The S&P 500 and Nasdaq Composite plummeted by 2.6% and 4.2% respectively on Friday, erasing the gains that had been achieved just days prior. The S&P 500’s losses also ended a nine-week winning streak. While there were sectors like health care and financials that managed to benefit from the rotation out of technology, some stocks, including Eli Lilly and Wells Fargo, posted modest gains of 2.4% and 5.7% for the week.

Tech stocks had been under pressure since Broadcom’s disappointing earnings report earlier in the week, which sparked concerns across the sector. The troubles began with Palo Alto Networks, whose shares dropped 5.6% after it fell short of expectations despite reporting strong quarterly results. Investors were unsettled when management maintained its long-term outlook instead of raising it, contributing to a 3.4% drop for the stock.

CrowdStrike also followed a similar trajectory, reporting better-than-expected earnings, only to see its shares tumble by more than 10% before closing down nearly 4%. Despite these setbacks, CrowdStrike’s performance highlighted the positive impact of AI on its business, as confirmed by CEO George Kurtz.

However, the most significant blow came from Broadcom, which saw a staggering 12.6% drop in its stock price after an earnings report that not only failed to meet high expectations but also revealed lower-than-anticipated revenue figures.
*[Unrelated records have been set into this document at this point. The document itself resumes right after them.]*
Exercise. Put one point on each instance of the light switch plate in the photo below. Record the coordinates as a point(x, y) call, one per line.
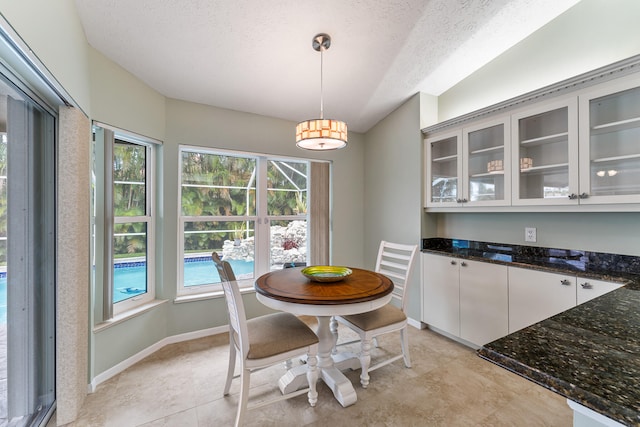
point(530, 234)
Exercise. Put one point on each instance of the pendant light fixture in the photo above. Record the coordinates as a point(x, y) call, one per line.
point(321, 134)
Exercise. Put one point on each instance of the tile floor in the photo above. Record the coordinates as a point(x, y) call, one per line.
point(448, 385)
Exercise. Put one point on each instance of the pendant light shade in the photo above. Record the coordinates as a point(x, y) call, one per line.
point(321, 134)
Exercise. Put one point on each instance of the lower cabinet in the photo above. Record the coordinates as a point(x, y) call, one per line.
point(441, 293)
point(484, 305)
point(481, 301)
point(467, 299)
point(536, 295)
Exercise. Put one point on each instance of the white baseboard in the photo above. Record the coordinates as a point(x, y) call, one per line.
point(416, 323)
point(115, 370)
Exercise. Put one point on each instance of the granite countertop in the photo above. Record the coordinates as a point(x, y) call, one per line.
point(589, 354)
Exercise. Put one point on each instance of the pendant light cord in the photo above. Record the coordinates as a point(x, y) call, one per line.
point(321, 85)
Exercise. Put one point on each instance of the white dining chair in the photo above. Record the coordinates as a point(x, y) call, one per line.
point(262, 342)
point(394, 261)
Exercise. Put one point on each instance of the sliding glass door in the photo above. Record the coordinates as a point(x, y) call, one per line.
point(27, 259)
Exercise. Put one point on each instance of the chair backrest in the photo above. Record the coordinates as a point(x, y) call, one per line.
point(396, 262)
point(224, 268)
point(238, 331)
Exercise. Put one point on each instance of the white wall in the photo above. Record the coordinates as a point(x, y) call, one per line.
point(53, 32)
point(592, 34)
point(393, 182)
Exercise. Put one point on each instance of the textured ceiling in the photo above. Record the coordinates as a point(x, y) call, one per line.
point(256, 56)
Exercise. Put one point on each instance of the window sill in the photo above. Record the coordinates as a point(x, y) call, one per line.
point(122, 317)
point(207, 295)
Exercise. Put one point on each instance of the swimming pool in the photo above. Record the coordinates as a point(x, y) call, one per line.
point(130, 278)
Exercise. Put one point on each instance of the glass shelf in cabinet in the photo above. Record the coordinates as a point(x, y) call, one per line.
point(548, 139)
point(445, 158)
point(616, 126)
point(545, 168)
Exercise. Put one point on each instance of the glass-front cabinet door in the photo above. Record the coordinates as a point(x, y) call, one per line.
point(486, 163)
point(545, 153)
point(610, 143)
point(444, 170)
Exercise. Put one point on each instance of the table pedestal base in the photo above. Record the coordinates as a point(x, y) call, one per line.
point(330, 369)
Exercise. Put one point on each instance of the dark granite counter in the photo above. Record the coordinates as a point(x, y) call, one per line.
point(591, 353)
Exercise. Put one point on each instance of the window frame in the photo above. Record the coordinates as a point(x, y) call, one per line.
point(106, 220)
point(261, 219)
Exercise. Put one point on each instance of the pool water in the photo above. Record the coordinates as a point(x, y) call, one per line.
point(130, 280)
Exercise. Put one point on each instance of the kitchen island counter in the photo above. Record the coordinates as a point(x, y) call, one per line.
point(590, 354)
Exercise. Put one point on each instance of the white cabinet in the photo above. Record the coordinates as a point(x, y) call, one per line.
point(589, 289)
point(609, 147)
point(441, 293)
point(574, 151)
point(486, 163)
point(536, 295)
point(481, 301)
point(545, 153)
point(443, 177)
point(470, 166)
point(467, 299)
point(484, 302)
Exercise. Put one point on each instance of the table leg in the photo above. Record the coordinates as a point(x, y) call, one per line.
point(339, 384)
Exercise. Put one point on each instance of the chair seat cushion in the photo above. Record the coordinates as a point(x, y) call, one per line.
point(277, 333)
point(384, 316)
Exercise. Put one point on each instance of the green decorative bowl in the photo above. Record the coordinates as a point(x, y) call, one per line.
point(325, 273)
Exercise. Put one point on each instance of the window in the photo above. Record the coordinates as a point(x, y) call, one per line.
point(251, 209)
point(124, 206)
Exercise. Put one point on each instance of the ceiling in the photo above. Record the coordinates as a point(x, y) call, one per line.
point(256, 55)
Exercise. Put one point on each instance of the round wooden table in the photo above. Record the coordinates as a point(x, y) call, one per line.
point(289, 290)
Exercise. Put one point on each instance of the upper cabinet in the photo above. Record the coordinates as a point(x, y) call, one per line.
point(470, 166)
point(486, 166)
point(610, 143)
point(578, 150)
point(444, 173)
point(545, 154)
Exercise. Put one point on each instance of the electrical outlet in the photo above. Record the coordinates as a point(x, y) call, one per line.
point(530, 234)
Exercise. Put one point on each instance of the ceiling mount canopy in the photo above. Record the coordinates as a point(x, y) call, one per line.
point(321, 134)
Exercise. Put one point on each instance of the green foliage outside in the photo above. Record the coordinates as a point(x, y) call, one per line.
point(212, 185)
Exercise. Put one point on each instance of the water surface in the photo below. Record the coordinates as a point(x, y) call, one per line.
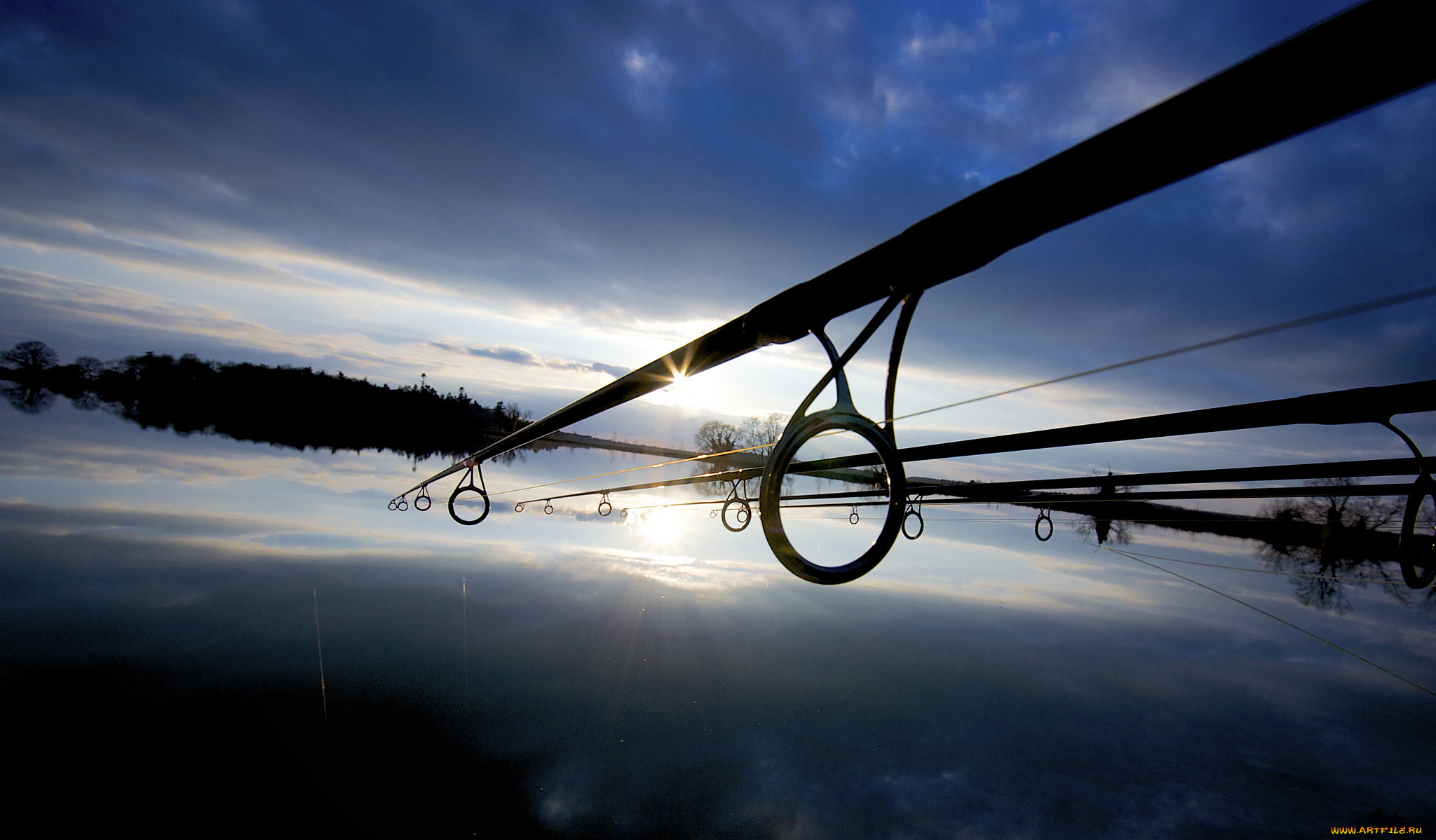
point(656, 675)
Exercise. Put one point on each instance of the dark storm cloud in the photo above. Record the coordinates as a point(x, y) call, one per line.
point(691, 158)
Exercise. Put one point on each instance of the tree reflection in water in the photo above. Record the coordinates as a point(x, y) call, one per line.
point(1346, 555)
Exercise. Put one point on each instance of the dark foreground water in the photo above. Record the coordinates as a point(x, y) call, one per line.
point(160, 671)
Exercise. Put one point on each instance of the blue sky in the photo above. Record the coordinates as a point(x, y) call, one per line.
point(527, 200)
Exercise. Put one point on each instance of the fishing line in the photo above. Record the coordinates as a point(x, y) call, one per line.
point(323, 694)
point(1271, 616)
point(1287, 325)
point(365, 536)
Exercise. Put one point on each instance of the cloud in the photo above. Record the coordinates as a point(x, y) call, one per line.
point(522, 356)
point(497, 154)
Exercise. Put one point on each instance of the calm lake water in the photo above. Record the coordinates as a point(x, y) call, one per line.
point(656, 675)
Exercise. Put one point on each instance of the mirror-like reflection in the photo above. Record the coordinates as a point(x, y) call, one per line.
point(656, 674)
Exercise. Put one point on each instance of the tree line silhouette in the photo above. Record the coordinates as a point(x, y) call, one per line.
point(289, 407)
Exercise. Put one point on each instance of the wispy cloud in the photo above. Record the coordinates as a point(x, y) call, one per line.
point(522, 356)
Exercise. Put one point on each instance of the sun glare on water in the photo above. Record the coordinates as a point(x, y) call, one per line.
point(661, 526)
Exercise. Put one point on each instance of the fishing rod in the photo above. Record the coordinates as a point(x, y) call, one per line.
point(1350, 62)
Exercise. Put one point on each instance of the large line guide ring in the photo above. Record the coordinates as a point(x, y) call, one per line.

Although the company projected strong AI semiconductor growth for fiscal 2028, the news was insufficient to maintain investor confidence, leading to Broadcom finishing the week down 13.7%. Intel, another chip manufacturer, also faced challenges and saw its shares decline by 13.5%.
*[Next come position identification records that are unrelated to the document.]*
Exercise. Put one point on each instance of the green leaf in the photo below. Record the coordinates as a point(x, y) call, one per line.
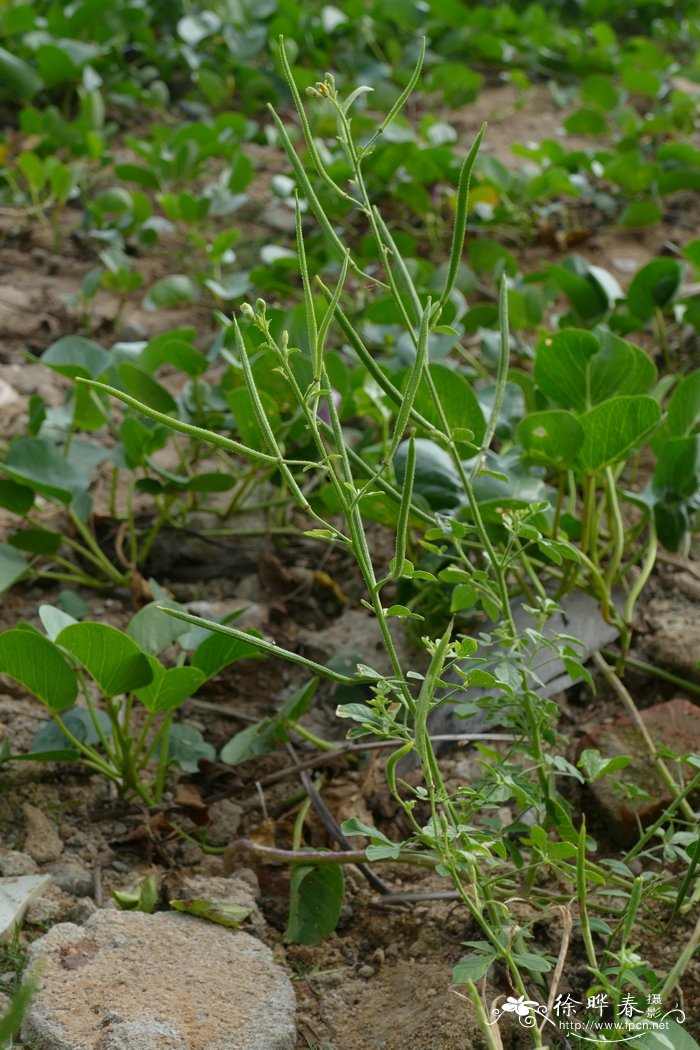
point(13, 567)
point(186, 747)
point(18, 79)
point(75, 356)
point(552, 438)
point(169, 687)
point(458, 399)
point(36, 663)
point(55, 620)
point(585, 293)
point(110, 657)
point(613, 428)
point(225, 915)
point(37, 541)
point(50, 737)
point(683, 413)
point(561, 366)
point(472, 967)
point(656, 285)
point(19, 499)
point(145, 899)
point(153, 630)
point(619, 368)
point(535, 964)
point(316, 898)
point(436, 477)
point(254, 740)
point(41, 466)
point(594, 765)
point(174, 290)
point(144, 387)
point(217, 651)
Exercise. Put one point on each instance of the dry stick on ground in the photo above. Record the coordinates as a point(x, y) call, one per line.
point(631, 708)
point(333, 827)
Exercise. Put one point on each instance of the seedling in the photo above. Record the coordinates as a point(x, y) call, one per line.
point(127, 731)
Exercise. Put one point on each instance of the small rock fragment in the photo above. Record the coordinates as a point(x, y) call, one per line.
point(225, 821)
point(13, 862)
point(41, 839)
point(675, 725)
point(16, 896)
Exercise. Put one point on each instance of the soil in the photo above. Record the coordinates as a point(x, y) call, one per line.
point(383, 979)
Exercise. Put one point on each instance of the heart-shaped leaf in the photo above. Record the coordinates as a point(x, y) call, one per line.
point(561, 366)
point(613, 428)
point(32, 659)
point(111, 658)
point(169, 687)
point(552, 438)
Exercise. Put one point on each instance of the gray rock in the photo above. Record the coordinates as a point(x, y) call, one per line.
point(129, 981)
point(225, 817)
point(41, 839)
point(71, 878)
point(14, 863)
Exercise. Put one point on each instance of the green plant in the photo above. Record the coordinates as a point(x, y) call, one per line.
point(128, 735)
point(431, 458)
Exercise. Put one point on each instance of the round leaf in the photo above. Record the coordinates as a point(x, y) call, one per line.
point(32, 659)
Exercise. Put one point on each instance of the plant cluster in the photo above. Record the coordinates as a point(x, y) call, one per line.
point(504, 426)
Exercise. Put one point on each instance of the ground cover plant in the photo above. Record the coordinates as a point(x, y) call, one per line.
point(517, 435)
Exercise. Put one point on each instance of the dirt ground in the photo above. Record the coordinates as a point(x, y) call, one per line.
point(383, 979)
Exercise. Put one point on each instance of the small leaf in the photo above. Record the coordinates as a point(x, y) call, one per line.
point(36, 663)
point(217, 651)
point(225, 915)
point(174, 290)
point(14, 566)
point(169, 687)
point(145, 899)
point(186, 747)
point(472, 967)
point(656, 285)
point(316, 898)
point(109, 656)
point(73, 356)
point(551, 438)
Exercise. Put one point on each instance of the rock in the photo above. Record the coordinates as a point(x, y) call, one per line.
point(676, 726)
point(13, 863)
point(16, 896)
point(225, 819)
point(71, 878)
point(41, 839)
point(129, 981)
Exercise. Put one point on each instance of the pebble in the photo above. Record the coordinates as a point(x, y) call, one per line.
point(130, 981)
point(41, 839)
point(71, 878)
point(14, 863)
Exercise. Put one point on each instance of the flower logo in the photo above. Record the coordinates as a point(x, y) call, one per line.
point(521, 1006)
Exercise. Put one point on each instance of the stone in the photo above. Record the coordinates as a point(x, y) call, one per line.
point(225, 818)
point(675, 725)
point(71, 878)
point(13, 862)
point(130, 981)
point(16, 896)
point(41, 839)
Amidst the general downturn, Nvidia emerged as a relatively stable player, with only a minor 2.9% dip over the week. The company announced ambitious plans to venture into the personal computer market during the influential Computex conference, which buoyed shares of Arm Holdings by 15.7% despite Arm experiencing a 3% decline overall for the week.

Despite prevailing market challenges, Marvell Technology experienced remarkable gains, soaring over 28% following optimistic forecasts about becoming a “next trillion-dollar company” as stated by Nvidia’s CEO, Jensen Huang. Such rapid price movements, however, raised concerns about their sustainability.

The week concluded with heightened anticipation around significant upcoming IPOs that could flood the market with new shares. Notably, SpaceX is set to begin trading soon, planning to raise around $75 billion at a valuation of $1.8 trillion. Meanwhile, Anthropic, a notable AI-focused startup, filed for an IPO that could represent one of the largest share sales to date.

Additional concerns were raised regarding other tech giants, with Alphabet’s recent announcement of an $85 billion stock sale for funding AI initiatives leading to nearly a 4% drop in shares. Likewise, reports that Meta Platforms might pursue a similar capital raise sparked a 6% decline.

The sheer volume of stock hitting the market has led experts to caution investors about the potential impact of increased supply on stock prices. Historical trends indicate that an oversupply can create downward pressure on share prices, prompting questions about the sustainability of the current market rally. As the week wraps up, investors are left pondering whether the market can absorb the influx of new capital without significant disruption.